What’s the news: The AMA is strongly urging the Centers for Medicare & Medicaid Services (CMS) to continue paying for audio-only telehealth visits beyond the COVID-19 public health emergency (PHE) and take the needed measures to compensate physicians for additional infection-control expenses incurred during the pandemic—including the purchase of personal protective equipment (PPE).
“Payment for audio-only visits has been a lifeline for patients during the COVID-19 PHE—the need for these services to be available will not diminish when the PHE ends,” AMA Executive Vice President and CEO James L. Madara, MD, told acting CMS Administrator Elizabeth Richter in a letter commenting on two distinct issues.
The other issue Dr. Madara commented on in his letter was the need to assure that practices are fairly compensated for taking the needed steps to protect patients and staff.
Dr. Madara said CMS needs to implement and pay for the AMA Current Procedural Terminology (CPT®) code 99072, which relates to the additional supplies and clinical staff time required to perform safety protocols for the provision of evaluation, treatment or procedural services during a public health emergency in a setting where extra precautions are taken.
The letter adds that this payment should be made without patient cost-sharing.
Why it’s important: The importance of being able to provide service by phone was seen early in the pandemic. An analysis of Medicare claims data that found almost 500,000 audio-only telehealth visits were conducted during the week ending April 18, 2020.
“Discontinuing payment for these services would exacerbate inequities in health care, particularly for those who lack access to audio-video capable devices such as seniors in minority communities that have been devastated by COVID-19,” the letter says.

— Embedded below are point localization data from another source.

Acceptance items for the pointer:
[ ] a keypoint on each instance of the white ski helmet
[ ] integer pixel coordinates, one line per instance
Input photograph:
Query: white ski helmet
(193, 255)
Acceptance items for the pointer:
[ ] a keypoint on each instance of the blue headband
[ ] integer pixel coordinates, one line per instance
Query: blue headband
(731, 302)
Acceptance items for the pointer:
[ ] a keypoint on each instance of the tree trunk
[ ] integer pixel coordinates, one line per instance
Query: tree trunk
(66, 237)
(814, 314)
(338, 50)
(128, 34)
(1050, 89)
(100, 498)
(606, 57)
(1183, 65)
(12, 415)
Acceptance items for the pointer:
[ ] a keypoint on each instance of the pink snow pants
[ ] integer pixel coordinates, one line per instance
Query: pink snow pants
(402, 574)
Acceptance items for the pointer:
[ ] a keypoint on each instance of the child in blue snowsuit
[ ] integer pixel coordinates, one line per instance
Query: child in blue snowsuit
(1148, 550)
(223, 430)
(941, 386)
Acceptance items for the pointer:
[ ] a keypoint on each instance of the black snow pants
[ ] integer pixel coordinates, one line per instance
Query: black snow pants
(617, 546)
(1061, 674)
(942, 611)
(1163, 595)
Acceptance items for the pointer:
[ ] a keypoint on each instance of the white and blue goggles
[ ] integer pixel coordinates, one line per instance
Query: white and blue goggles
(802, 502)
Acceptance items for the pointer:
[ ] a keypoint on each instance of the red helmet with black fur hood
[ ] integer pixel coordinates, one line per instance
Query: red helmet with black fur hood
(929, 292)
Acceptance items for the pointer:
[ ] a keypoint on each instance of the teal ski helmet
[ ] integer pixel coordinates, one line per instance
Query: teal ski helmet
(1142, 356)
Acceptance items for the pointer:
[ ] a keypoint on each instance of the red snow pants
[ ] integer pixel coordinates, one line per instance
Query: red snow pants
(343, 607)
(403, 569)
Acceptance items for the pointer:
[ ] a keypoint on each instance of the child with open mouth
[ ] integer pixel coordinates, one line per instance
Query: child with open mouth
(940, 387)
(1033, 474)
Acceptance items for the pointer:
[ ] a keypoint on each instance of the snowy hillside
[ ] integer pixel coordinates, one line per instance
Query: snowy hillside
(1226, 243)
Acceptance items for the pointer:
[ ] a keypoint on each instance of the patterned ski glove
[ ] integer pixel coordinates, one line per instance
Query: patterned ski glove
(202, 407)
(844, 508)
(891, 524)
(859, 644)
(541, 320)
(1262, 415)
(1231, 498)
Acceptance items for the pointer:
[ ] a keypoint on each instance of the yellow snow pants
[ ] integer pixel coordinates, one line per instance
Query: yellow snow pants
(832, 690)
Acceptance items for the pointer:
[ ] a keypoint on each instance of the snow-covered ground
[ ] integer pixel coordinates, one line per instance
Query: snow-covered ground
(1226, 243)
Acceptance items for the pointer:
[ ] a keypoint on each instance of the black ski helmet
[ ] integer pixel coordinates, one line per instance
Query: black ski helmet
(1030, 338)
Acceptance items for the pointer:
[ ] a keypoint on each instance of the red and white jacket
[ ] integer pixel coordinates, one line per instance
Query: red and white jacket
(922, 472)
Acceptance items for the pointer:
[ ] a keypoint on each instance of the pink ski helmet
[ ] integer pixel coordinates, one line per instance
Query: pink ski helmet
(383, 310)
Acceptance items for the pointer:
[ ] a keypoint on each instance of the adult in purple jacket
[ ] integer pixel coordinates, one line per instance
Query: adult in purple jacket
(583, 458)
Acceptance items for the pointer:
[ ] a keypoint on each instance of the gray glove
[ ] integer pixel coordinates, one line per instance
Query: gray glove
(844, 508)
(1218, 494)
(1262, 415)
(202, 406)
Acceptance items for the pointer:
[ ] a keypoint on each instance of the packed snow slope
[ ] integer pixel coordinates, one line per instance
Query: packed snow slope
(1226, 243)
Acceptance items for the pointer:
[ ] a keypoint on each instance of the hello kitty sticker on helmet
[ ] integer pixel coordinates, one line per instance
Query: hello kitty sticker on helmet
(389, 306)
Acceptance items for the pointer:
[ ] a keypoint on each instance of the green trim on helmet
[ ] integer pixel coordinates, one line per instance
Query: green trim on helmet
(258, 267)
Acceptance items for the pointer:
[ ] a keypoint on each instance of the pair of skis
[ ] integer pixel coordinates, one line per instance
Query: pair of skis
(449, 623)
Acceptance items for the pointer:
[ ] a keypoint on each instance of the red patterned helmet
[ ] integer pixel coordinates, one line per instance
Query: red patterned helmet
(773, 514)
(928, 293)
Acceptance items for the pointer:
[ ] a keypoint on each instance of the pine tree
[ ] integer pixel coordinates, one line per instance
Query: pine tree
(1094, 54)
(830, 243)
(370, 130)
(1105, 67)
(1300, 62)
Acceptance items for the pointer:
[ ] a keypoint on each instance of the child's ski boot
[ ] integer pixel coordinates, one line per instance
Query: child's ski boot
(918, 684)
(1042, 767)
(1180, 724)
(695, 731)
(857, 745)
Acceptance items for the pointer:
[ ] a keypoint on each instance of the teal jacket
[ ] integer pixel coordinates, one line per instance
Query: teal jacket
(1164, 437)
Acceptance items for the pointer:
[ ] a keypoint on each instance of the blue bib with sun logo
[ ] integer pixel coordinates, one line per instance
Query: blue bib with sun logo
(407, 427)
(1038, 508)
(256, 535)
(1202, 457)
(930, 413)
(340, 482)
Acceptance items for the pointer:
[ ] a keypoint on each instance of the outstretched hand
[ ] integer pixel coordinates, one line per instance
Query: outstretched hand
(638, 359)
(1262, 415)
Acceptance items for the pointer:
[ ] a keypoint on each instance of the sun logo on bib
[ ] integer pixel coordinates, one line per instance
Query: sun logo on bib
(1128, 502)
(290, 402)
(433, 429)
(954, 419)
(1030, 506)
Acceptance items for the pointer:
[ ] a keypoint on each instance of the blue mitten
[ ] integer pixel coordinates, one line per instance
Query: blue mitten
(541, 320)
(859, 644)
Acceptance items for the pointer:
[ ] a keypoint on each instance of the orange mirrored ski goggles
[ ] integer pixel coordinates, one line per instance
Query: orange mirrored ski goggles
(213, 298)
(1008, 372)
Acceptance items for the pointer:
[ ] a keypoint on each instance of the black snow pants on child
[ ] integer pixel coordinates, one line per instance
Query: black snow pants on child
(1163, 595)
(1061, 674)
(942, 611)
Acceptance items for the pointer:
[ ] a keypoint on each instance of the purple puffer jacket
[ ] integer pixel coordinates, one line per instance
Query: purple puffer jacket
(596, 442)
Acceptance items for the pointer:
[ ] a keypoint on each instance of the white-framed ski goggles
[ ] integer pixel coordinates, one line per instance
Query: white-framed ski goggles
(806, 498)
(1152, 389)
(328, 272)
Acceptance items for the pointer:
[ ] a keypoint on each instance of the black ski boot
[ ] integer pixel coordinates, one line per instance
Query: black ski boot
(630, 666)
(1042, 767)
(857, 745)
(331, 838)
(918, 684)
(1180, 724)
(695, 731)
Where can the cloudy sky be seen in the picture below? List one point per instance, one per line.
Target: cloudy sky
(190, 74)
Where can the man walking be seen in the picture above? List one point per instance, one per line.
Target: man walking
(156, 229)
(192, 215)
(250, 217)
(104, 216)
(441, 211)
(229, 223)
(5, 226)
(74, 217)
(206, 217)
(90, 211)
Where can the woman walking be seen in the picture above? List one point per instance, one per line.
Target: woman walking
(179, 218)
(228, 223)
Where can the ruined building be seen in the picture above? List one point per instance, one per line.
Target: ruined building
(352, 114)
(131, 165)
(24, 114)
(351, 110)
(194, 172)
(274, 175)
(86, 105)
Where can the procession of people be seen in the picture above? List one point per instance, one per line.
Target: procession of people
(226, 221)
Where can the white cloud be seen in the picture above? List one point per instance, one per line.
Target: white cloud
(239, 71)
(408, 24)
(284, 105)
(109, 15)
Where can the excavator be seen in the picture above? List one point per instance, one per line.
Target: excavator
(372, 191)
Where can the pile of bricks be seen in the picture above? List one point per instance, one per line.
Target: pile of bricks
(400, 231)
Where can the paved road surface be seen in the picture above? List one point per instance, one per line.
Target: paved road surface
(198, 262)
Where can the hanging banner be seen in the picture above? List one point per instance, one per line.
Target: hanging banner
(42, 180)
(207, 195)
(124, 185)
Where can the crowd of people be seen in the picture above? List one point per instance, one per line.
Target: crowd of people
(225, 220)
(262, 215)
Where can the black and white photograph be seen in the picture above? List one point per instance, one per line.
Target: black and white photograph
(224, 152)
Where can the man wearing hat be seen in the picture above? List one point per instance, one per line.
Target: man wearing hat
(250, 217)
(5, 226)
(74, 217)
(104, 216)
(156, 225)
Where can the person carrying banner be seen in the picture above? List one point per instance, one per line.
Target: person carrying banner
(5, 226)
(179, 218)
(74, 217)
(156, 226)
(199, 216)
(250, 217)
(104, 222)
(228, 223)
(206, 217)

A recent JAMA study shows the wide use of audio-only visits by 41 California federally qualified health centers. From February through August, 48.5% of primary care visits for these safety-net institutions were conducted by phone, compared with 48.1% occurring in person and just 3.4% that used video, the study says.
Meanwhile, an AMA survey conducted last summer that found physician practices’ PPE expenses rose an average of 57% since February 2020. Nearly all survey respondents reported instituting infection-control protocols such as previsit screening calls, checking patients’ temperatures upon arrival and limiting the number of patients in the waiting room.
“Payment for these additional costs should be fully funded and not be subject to budget neutrality,” Dr. Madara wrote. “CMS could use remaining money from the Coronavirus Aid, Relief, and Economic Security (CARES) Act funding to pay physicians for these costs and/or recognize the decreased expenditures during the months of the pandemic to waive budget neutrality.”
More than 125 state medical societies and national specialty associations agree. Those organizations joined the AMA in letters sent to CMS and several private insurers such as Anthem, Aetna, Humana and UnitedHealth Group arguing for the adoption of code 99072.
What’s next: The AMA’s comments were submitted in response to an interim final rule in which CMS acknowledged that it received more than 500 invoices documenting practices’ additional PPE costs and said it shares in the concerns regarding pandemic-related expenses.
CMS said it was updating the prices in its supply database but added that—in the interim—it was “finalizing CPT code 99072” as a bundled service grouped into payment with other services rather than as a separate item.
The agency sounded more open to continuing its policy of payment for audio-only visits and noted that “payments for 2022 and beyond would be informed by public comments.”